Use a data retention policy to remove underlying data
When data reaches a certain age, you are able to remove it manually or via a data retention policy. Essentially, you have the flexibility to control the amount of data stored and allow data to “age out” after it has served its purpose.
However, prior to TimescaleDB 1.6, performing
drop_chunks wasn’t optimized for use with continuous aggregates. If you performed this function, the continuous aggregate would drop all data associated with any chunks dropped from the raw hypertable. As a result, users could not purge any underlying data once a continuous aggregate was established.

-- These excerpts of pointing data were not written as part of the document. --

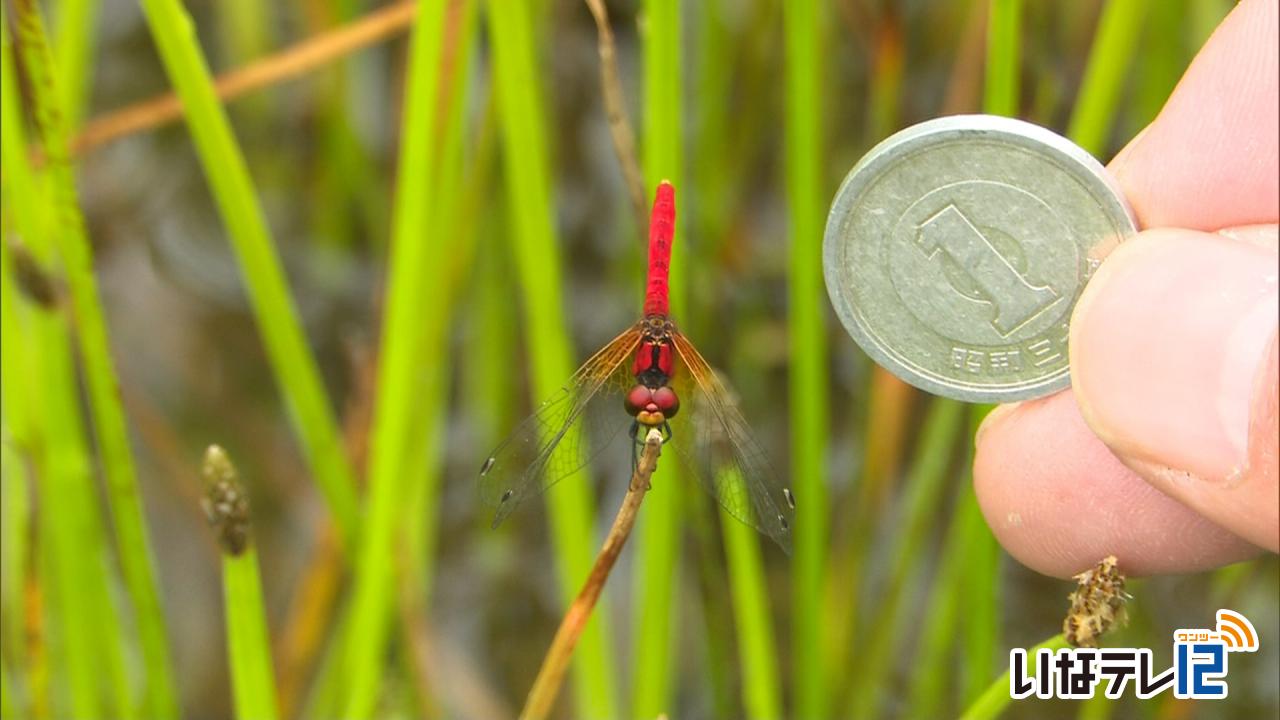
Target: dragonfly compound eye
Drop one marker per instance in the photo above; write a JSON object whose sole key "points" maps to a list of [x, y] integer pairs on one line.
{"points": [[666, 400], [638, 400]]}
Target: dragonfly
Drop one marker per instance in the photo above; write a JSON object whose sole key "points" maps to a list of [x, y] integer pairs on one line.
{"points": [[666, 377]]}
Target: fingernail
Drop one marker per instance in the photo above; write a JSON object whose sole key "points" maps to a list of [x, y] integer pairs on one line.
{"points": [[1168, 342]]}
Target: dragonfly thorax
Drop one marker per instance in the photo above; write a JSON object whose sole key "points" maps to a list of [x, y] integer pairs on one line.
{"points": [[652, 406]]}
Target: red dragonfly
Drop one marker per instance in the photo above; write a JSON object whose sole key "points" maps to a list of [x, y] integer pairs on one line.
{"points": [[664, 368]]}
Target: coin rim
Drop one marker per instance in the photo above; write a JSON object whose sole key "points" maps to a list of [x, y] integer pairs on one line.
{"points": [[1072, 158]]}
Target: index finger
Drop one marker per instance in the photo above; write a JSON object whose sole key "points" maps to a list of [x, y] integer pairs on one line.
{"points": [[1210, 159]]}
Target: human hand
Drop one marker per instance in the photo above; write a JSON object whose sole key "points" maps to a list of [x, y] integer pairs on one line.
{"points": [[1164, 452]]}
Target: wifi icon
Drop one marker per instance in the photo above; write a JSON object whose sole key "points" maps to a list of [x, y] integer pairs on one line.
{"points": [[1237, 632]]}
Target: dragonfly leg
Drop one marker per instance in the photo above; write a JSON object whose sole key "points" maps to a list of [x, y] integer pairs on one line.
{"points": [[635, 445]]}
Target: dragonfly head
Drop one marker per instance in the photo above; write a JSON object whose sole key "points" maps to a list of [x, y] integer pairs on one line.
{"points": [[652, 406]]}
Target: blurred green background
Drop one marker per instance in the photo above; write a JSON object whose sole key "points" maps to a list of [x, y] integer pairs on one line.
{"points": [[359, 276]]}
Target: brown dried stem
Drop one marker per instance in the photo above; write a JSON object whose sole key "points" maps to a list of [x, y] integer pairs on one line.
{"points": [[288, 63], [616, 113], [551, 677]]}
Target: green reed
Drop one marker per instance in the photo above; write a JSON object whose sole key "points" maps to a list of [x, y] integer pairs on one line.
{"points": [[414, 331], [807, 311], [549, 350], [659, 523]]}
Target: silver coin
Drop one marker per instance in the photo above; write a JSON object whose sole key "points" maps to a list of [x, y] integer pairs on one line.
{"points": [[956, 249]]}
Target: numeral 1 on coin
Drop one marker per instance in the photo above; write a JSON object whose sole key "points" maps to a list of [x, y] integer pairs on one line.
{"points": [[1015, 300]]}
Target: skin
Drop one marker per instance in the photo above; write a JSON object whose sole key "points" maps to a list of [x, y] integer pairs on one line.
{"points": [[1164, 451]]}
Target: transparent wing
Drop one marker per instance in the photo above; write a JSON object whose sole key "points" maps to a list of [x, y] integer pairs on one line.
{"points": [[547, 446], [728, 463]]}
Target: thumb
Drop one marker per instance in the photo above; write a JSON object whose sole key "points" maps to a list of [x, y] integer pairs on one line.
{"points": [[1174, 367]]}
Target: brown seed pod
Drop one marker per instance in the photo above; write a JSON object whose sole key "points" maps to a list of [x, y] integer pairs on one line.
{"points": [[224, 502], [1097, 604]]}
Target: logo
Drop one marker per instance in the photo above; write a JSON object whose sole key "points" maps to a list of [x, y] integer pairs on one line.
{"points": [[1198, 671]]}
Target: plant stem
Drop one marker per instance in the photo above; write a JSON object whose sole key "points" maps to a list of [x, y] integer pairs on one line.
{"points": [[109, 420], [248, 651], [414, 329], [616, 113], [1114, 42], [536, 256], [1001, 90], [762, 697], [657, 568], [292, 62], [808, 379], [278, 320], [995, 698], [552, 673]]}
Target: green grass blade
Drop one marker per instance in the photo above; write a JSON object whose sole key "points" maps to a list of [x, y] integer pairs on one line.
{"points": [[807, 313], [946, 611], [291, 359], [995, 698], [109, 420], [762, 697], [72, 540], [920, 501], [453, 210], [659, 527], [14, 528], [74, 30], [247, 648], [1001, 91], [528, 176], [248, 651], [414, 332], [981, 586], [1114, 42]]}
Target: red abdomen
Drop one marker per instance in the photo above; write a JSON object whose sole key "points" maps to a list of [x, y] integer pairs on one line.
{"points": [[662, 229]]}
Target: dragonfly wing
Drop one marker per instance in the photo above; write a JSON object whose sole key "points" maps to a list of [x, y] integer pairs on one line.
{"points": [[557, 438], [727, 460]]}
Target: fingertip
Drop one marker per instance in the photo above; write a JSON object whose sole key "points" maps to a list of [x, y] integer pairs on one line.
{"points": [[1210, 159], [1057, 500], [1168, 345]]}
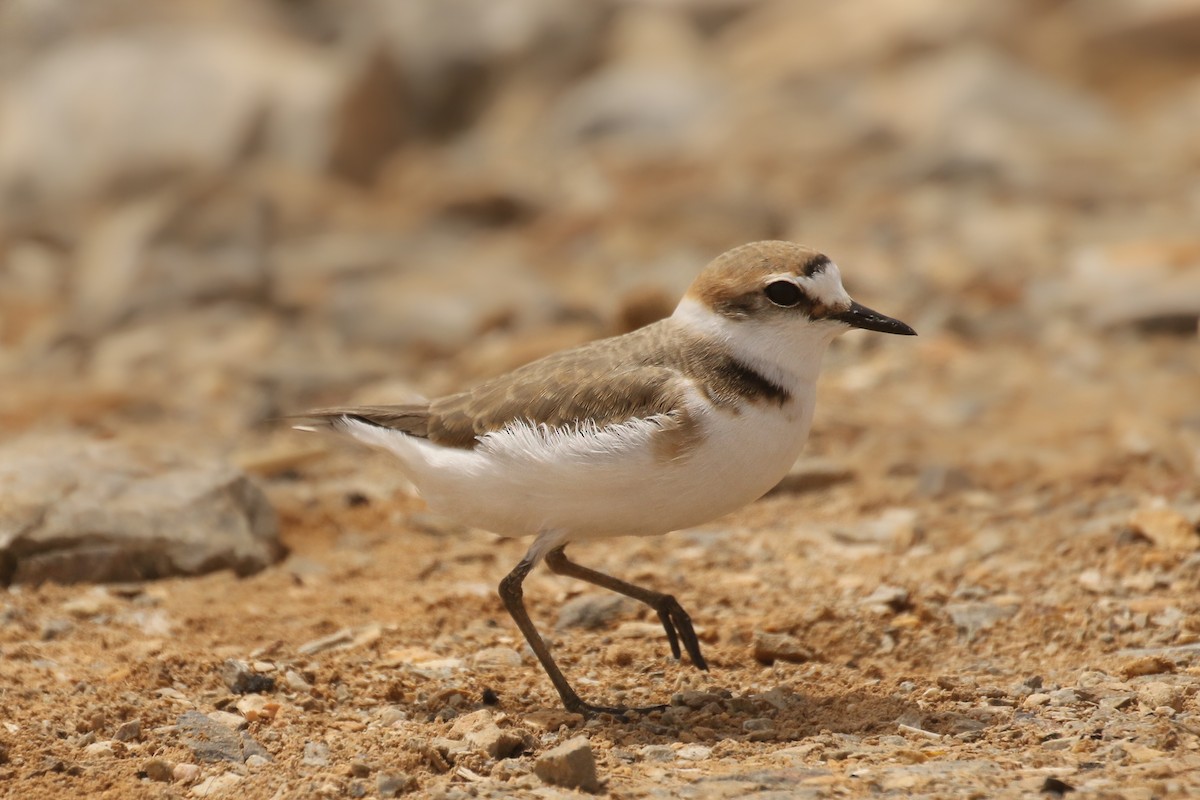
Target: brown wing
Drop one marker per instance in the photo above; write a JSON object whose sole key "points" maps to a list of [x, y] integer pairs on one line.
{"points": [[607, 382]]}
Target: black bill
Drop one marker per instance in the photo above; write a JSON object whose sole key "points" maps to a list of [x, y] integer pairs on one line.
{"points": [[859, 316]]}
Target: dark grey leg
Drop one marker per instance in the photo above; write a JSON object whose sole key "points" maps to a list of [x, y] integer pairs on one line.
{"points": [[675, 619], [514, 600]]}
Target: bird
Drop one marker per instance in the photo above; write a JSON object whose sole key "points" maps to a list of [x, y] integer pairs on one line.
{"points": [[661, 428]]}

For example, say you are collecting metrics on a per second basis for real-time monitoring. You spread your CPU consumption across 300 compute instances and have 31,536,000 data points per year, per instance. At some point, you’d like to roll this up to 5 minute / 1 hour / 24 hour averages for analytics purposes. You’d use a continuous aggregate to do this, but need to store all the underlying data - which would create added storage expenses and hinder downsampling (i.e. the act of applying an aggregate function to roll up a very granular data set to a more coarse grained set of data to enable analytics).
Now, here’s the good news! With this release, you can create a continuous aggregate and remove the underlying data using data retention policy without impacting the materialized view. And you achieve this by turning off data invalidation. This enables you to leverage downsampling by removing underlying data even after it’s rolled up.
Essentially, this will allow users to save space on storage since they can choose to leverage data retention when using continuous aggregates.
What if you need to retain all your old data?
If you can’t leverage data retention policies because you need to retain all your raw data, remember that TimescaleDB native compression can alternatively (and also) be used to substantially save on storage costs. (And in fact, continuous aggregations and data retention policies can be combined with native compression, when you might want both!)
You can learn more about compression by reading “Building columnar compression in a row-oriented database” and by visiting the docs pages.
To recap, TimescaleDB 1.6 will allow for more efficient storage strategy around downsampling, and more efficient use of resources. Additionally, you will achieve faster build and refresh times which leads to less worker contention. (View the Release Notes here.)
For more information on getting started with continuous aggregates, check out our docs pages. We will also be publishing a blog on downsampling next week and will let you know when that’s live.
If you have any questions along the way, we are always available via our community Slack channel.
[COMING SOON: As a final note, we plan to move automated data retention policies and automated hypertable data reordering on disk to the Timescale Community version with the release of TimescaleDB 1.7. We will share more information in conjunction with that release.]